I try to have crushes, because it’s one thing I’ve always done without much prompting, and if my most recent breakup shut me down, then what better than infatuation to open me back up. I don’t care if I get burned. In fact it might be better that way.
I rehash all the things I told myself when Nick and I started going out. I thought then that I was enlightened, that all my previous pain was acceptable because it helped me get to that precious present moment. Nick was very practical. When I had problems with my parents—which I wasn’t supposed to have because I was enlightened, but which I did, because I always did, and because I was a teenager and they still treated me like I was twelve—we approached it in very rational, spiritually advanced ways. I wasn’t supposed to get mad, or let it bother me much or dare dwell on it, Nick kept reminding me.

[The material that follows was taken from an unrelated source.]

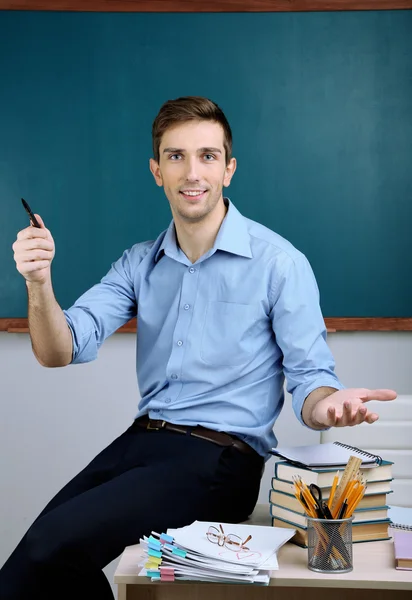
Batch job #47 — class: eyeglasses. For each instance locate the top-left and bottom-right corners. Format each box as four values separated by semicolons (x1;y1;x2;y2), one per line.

My friends and I hang out in Stacy’s room and read from a questions book meant to give interesting topics to discuss at parties, to get to know other people better than those icebreaker games during orientation.
“Okay,” I say, flipping through the book. “Would you rather live a life that’s simple, safe and secure or one full of adventure and passion, with high highs and low lows?”
“I’d vote for the latter,” says Jillian.
“I don’t know that there’s a such thing as a simple and secure life,” says John. “I mean I think they’re getting at the whole like, house with kids and a dog, but I think that’s a pretty unsafe, insecure, exciting life too. Anything could happen even in that situation.”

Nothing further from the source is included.